🗄️ SQL Q34 / 127

What is DISTINCT keyword?

AI-Powered Answer ✓ Answered

The `DISTINCT` keyword in SQL is used to eliminate duplicate rows from the result set of a `SELECT` statement. When applied to one or more columns, it ensures that each row in the output is unique based on the values in the specified columns.

What is DISTINCT?

The DISTINCT keyword is a fundamental clause used with the SELECT statement in SQL. Its primary purpose is to return only unique values in the specified columns from a table. If a column contains multiple identical entries, DISTINCT will ensure that only one instance of that entry is included in the final result set.

Syntax

The basic syntax for using the DISTINCT keyword is straightforward:

sql
SELECT DISTINCT column1, column2, ...
FROM table_name;

You place DISTINCT immediately after SELECT and before the column names you wish to retrieve unique values from.

How DISTINCT Works

When you use DISTINCT, the database system processes the data in the following way:

  • It first retrieves all rows that match the WHERE clause (if any).
  • Then, it evaluates the expressions in the SELECT list (e.g., column1, column2).
  • Finally, it compares the resulting rows and removes any that are exact duplicates across all specified DISTINCT columns, presenting only one occurrence of each unique combination.

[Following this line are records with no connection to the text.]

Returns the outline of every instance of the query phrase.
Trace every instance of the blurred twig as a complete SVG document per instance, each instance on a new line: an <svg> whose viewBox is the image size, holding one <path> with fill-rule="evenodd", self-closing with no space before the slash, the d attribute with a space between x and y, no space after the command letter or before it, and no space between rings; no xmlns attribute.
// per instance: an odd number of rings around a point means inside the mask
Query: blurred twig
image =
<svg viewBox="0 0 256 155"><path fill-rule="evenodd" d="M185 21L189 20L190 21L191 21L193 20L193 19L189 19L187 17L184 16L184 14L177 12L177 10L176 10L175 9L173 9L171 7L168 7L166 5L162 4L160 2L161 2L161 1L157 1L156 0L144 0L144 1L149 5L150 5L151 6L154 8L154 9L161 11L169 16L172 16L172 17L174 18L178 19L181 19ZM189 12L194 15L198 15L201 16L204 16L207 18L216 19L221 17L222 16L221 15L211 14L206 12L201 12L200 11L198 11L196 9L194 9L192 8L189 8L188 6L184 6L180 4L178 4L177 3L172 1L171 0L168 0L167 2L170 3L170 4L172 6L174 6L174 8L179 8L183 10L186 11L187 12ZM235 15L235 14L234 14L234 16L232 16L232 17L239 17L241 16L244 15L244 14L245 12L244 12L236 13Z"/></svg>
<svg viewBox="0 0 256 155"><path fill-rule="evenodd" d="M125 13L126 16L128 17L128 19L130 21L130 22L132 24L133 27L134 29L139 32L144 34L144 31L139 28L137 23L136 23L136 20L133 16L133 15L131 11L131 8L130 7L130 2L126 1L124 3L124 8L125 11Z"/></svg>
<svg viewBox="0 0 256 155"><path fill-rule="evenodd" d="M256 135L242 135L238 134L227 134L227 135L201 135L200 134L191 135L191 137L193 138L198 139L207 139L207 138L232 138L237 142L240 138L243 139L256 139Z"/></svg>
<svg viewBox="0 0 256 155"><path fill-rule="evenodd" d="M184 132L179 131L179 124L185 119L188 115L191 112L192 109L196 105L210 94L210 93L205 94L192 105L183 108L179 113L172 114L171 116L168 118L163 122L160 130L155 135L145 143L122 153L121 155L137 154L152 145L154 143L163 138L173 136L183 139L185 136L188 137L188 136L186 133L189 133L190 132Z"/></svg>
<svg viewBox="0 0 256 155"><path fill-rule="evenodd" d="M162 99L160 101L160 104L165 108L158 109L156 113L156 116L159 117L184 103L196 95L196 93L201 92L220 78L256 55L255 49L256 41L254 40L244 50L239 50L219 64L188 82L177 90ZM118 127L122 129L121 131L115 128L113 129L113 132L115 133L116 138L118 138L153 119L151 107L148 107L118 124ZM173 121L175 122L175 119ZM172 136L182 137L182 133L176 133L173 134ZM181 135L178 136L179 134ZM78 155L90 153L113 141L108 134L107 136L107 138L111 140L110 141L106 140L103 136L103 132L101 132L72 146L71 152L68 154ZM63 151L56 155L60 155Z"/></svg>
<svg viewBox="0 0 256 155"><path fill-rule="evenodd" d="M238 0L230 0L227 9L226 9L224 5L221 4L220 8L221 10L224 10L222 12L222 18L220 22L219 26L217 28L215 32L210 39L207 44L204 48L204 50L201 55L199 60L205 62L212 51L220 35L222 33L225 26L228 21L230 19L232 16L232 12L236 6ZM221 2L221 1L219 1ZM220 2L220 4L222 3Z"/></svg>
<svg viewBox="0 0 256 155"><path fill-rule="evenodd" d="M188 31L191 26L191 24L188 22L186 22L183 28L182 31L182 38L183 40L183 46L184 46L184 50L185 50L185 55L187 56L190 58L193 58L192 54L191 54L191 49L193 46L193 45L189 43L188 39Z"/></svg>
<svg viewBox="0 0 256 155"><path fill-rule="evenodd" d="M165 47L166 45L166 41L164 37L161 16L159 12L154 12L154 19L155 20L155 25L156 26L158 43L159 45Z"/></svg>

DISTINCT with Multiple Columns

When you specify multiple columns with DISTINCT, the keyword considers the *combination* of values across all selected columns to determine uniqueness. A row is considered a duplicate only if *all* specified columns have identical values as another row.

sql
SELECT DISTINCT department_id, city
FROM employees;

In this example, the query will return unique pairs of department_id and city. If two employees are in department_id = 10 and city = 'New York', only one such pair will appear in the result set.

DISTINCT vs. GROUP BY

While DISTINCT is used for removing duplicate rows, GROUP BY is used to group rows that have the same values in specified columns into summary rows. Both can achieve similar results in simple cases (e.g., getting unique values from a single column), but GROUP BY is more powerful for aggregation (e.g., COUNT, SUM, AVG) on grouped data. DISTINCT primarily focuses on presenting unique row combinations without necessarily performing aggregations.

Use Cases

  • Retrieving a list of all unique categories or types from a product table.
  • Finding all unique customer IDs that have placed orders.
  • Identifying all distinct cities where employees are located.
  • Getting a list of unique values in a lookup table.

Important Considerations

  • Performance: Using DISTINCT can impact performance, especially on large tables, as it requires sorting the result set to identify and remove duplicates.
  • NULL Values: In SQL, NULL values are treated as equal for the purpose of DISTINCT. If you have multiple NULL entries in a DISTINCT column, only one NULL will be returned.
  • All Columns: If you use SELECT DISTINCT *, it will return unique rows based on the combination of values in *all* columns of the table.